The Exchange Offers and Consent Solicitations are being made, and the applicable series of New Secured Notes are being offered, only to holders of the Existing Senior Notes who are either (a) persons other than "U.S. persons" as defined in Regulation S, and who agree to purchase the New Secured Notes outside of the United States , and who are otherwise in compliance with the requirements of Regulation S; or (b) persons who are reasonably believed to be both (i) "qualified institutional buyers" as defined in Rule 144A under the U.S. Securities Act of 1933, as amended (the "Securities Act") and to whom the New Secured Notes are offered in the United States in a transaction not involving a public offering, pursuant to Section 4(a)(2) of the Securities Act and (ii) qualified purchasers (as defined in Section 2(a)(51) of the U.S. Investment Company Act of 1940, as amended; provided that, in each case, if such holder (i) is resident in Canada , such holder is required to complete, sign and submit to the exchange agent a Canadian holder form, which may be obtained from the information agent, or (ii) is in the European Economic Area or the United Kingdom , such holder is a "qualified investor" and is not a "retail investor". With respect to holders in the European Economic Area, a "retail investor" means a person who is one (or more) of: (i) a "retail client" as defined in point (11) of Article 4(1) of Directive 2014/65/EU (as amended, "MiFID II"); or (ii) a "customer" within the meaning of Directive (EU) 2016/97, where that customer would not qualify as a professional client as defined in point (10) of Article 4(1) of MiFID II; or (iii) not a "qualified investor" as defined in Regulation (EU) 2017/1129. The holders of Existing Senior Notes who have certified that they are eligible to participate in the Offers and Consent Solicitations pursuant to at least one of the foregoing conditions are referred to as " Eligible Holders ." Eligible Holders may go to www.dfking.com/bhc to confirm their eligibility.

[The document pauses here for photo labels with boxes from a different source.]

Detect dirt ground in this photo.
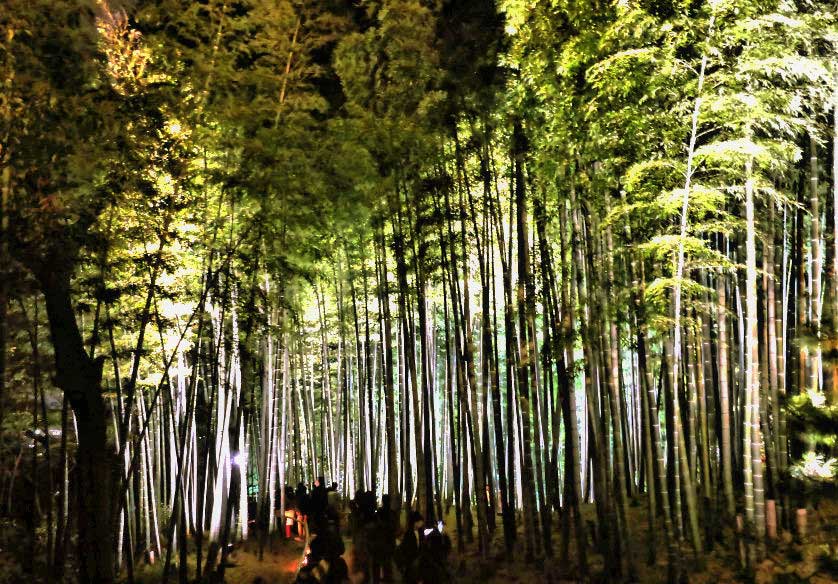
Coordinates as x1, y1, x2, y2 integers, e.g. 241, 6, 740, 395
126, 501, 838, 584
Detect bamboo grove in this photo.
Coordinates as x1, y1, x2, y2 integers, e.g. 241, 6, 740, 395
0, 0, 838, 582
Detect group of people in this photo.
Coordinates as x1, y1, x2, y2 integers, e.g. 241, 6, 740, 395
296, 477, 349, 584
285, 477, 451, 584
349, 491, 451, 584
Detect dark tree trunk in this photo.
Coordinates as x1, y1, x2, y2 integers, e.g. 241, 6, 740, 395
37, 270, 115, 584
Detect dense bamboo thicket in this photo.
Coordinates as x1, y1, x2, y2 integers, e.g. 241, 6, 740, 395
0, 0, 838, 583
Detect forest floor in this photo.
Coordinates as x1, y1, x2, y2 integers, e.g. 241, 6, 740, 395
123, 500, 838, 584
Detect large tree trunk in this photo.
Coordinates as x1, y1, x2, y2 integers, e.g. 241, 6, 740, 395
37, 270, 115, 584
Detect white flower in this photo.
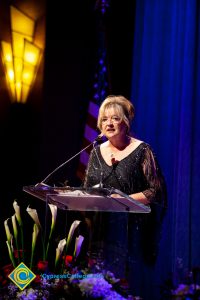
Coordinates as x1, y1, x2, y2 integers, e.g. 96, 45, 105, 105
49, 204, 57, 228
26, 206, 41, 228
12, 214, 18, 239
4, 219, 13, 244
55, 239, 66, 265
78, 274, 112, 299
67, 220, 81, 248
32, 223, 39, 248
74, 235, 84, 257
13, 201, 22, 226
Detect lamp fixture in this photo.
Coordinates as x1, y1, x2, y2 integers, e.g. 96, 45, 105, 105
1, 6, 42, 103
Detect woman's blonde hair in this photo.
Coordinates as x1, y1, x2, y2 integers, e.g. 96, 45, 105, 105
97, 95, 135, 132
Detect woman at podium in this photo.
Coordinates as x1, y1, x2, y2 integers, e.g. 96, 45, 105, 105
84, 96, 166, 299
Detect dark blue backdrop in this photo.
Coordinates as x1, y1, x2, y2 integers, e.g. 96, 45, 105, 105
132, 0, 200, 288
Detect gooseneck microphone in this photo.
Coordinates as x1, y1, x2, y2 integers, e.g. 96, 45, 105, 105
40, 133, 103, 184
93, 143, 103, 188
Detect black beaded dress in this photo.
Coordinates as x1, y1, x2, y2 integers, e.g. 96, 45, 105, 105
84, 142, 166, 299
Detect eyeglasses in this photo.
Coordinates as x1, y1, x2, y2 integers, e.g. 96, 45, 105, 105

All other terms, provisions and conditions of the Exchange Offers and Consent Solicitation remain in full force and effect. Full details of the terms and conditions of the Exchange Offers and the Consent Solicitations are described in the Exchange Offer Memorandum. The Exchange Offers and the Consent Solicitations are only being made pursuant to, and the information in this press release is qualified in its entirety by reference to, the Exchange Offer Memorandum. Eligible Holders of the Existing Senior Notes are encouraged to read these documents, as they contain important information regarding the Exchange Offers and the Consent Solicitations. This press release is neither an offer to purchase nor a solicitation of an offer to buy any Existing Senior Notes in the Exchange Offers or the Consent Solicitations.

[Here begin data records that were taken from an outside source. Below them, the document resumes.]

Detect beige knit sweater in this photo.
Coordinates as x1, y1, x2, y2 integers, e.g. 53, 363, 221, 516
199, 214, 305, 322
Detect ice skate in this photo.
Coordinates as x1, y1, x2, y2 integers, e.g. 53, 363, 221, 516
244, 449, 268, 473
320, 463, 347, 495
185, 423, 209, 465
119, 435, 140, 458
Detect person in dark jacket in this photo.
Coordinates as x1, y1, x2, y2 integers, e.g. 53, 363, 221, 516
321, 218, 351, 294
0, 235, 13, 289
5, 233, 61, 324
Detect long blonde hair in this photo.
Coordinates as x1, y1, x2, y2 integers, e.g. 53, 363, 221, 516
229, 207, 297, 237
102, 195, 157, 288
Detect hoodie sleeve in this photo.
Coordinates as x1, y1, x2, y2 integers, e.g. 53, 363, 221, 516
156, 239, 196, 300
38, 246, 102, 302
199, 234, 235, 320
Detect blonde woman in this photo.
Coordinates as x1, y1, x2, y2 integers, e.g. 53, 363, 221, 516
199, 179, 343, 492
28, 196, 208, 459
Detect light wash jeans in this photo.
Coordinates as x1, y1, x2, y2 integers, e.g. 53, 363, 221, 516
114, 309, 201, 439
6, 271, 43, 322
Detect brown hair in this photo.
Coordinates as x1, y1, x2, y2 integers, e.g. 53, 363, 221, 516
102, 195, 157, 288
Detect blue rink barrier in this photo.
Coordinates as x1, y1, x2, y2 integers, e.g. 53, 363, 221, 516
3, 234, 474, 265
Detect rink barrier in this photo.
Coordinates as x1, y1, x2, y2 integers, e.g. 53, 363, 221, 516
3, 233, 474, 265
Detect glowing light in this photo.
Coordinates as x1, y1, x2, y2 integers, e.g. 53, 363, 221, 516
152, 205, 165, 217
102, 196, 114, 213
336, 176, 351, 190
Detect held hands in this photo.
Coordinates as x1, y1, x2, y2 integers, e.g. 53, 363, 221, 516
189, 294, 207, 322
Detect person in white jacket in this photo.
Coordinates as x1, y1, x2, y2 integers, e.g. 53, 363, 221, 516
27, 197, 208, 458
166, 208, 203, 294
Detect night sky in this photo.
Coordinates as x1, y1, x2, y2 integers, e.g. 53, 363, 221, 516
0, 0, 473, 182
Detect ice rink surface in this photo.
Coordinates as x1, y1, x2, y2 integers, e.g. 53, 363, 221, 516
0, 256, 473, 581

Requests for the Exchange Offer Memorandum and other documents relating to the Exchange Offers and the Consent Solicitations may be directed to D.F. King & Co., Inc., the exchange agent and information agent for the Offers, at (212) 232-3233 (for banks and brokers only) or (877) 478-5045 (toll-free) (for all others) or bhc@dfking.com .

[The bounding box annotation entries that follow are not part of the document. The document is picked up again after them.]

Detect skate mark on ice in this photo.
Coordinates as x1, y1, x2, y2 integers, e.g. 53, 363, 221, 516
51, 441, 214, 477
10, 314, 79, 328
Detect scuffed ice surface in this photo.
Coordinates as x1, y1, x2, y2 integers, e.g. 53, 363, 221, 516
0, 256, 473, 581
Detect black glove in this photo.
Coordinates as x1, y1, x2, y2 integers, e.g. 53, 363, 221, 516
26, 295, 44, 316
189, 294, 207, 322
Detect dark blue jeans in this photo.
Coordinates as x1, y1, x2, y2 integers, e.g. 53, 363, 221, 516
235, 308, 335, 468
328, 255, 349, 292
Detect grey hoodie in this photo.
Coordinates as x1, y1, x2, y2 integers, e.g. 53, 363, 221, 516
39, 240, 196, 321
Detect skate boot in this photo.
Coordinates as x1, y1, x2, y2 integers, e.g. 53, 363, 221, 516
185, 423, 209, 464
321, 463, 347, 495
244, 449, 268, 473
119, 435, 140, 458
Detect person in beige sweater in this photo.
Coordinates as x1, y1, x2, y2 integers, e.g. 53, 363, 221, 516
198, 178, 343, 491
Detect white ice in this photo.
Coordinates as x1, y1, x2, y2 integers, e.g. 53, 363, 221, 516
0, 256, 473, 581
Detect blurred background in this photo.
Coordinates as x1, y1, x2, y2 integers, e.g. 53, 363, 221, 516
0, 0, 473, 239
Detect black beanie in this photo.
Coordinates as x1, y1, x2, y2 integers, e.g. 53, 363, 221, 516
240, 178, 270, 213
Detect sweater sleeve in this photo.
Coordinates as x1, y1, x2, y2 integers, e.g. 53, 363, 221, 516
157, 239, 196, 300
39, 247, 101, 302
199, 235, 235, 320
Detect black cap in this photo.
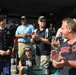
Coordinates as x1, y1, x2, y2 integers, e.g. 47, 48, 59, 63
21, 16, 27, 20
0, 15, 7, 21
38, 16, 45, 20
24, 46, 31, 51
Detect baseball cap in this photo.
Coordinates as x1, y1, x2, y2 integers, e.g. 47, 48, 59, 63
38, 16, 45, 20
24, 46, 31, 51
21, 16, 26, 20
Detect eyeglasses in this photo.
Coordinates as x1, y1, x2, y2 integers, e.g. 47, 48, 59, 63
68, 45, 72, 54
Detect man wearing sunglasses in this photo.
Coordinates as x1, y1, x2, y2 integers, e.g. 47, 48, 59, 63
51, 18, 76, 75
31, 16, 52, 74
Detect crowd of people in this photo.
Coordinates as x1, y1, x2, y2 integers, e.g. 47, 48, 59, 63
0, 15, 76, 75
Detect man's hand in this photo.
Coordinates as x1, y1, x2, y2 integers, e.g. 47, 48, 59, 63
21, 33, 27, 38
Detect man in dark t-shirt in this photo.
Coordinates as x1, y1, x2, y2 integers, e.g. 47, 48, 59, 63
51, 18, 76, 75
19, 47, 36, 75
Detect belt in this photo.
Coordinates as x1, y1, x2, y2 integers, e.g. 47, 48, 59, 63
18, 42, 31, 44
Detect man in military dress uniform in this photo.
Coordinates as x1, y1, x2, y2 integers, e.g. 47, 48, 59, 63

None of the Company, any of their respective subsidiaries or affiliates, or any of their respective officers, boards of directors or directors, the dealer manager and solicitation agent, the exchange agent and information agent or any trustee is making any recommendation as to whether Eligible Holders should tender any Existing Senior Notes in response to the Exchange Offers or deliver any consents pursuant to the Consent Solicitations and no one has been authorized by any of them to make such a recommendation. Eligible holders must make their own decision as to whether to tender their Existing Senior Notes and deliver consents, and, if so, the principal amount of Existing Senior Notes as to which action is to be taken.
The Exchange Offers and the Consent Solicitations are not being made to Eligible Holders of Existing Senior Notes in any jurisdiction in which the making or acceptance thereof would not be in compliance with the securities, blue sky or other laws of such jurisdiction. The New Secured Notes have not been and will not be registered under the Securities Act, or any state securities laws and may not be offered or sold in the United States , except pursuant to an exemption from, or in a transaction not subject to, the registration requirements of the Securities Act and applicable state securities laws. The New Secured Notes have not been and will not be qualified for sale to the public by prospectus under applicable Canadian securities laws and, accordingly, any issuance of New Secured Notes in Canada will be made on a basis which is exempt from the prospectus requirements of such securities laws.
This press release shall not constitute an offer to sell or a solicitation of an offer to buy the New Secured Notes in the United States and shall not constitute an offer, solicitation or sale of the New Secured Notes in any jurisdiction where such offering or sale would be unlawful. There shall not be any sale of the New Secured Notes in any jurisdiction in which such offer, solicitation or sale would be unlawful prior to registration or qualification under the securities laws of such jurisdiction.
About Bausch Health Companies Inc.
Bausch Health Companies Inc. (NYSE/TSX: BHC) is a global diversified pharmaceutical company whose mission is to improve people's lives with our health care products. We develop, manufacture and market a range of products primarily in gastroenterology, hepatology, neurology, dermatology, international pharmaceuticals and eye health, through our approximately 88.7% ownership of Bausch + Lomb. With our leading durable brands, we are delivering on our commitments as we build an innovative company dedicated to advancing global health.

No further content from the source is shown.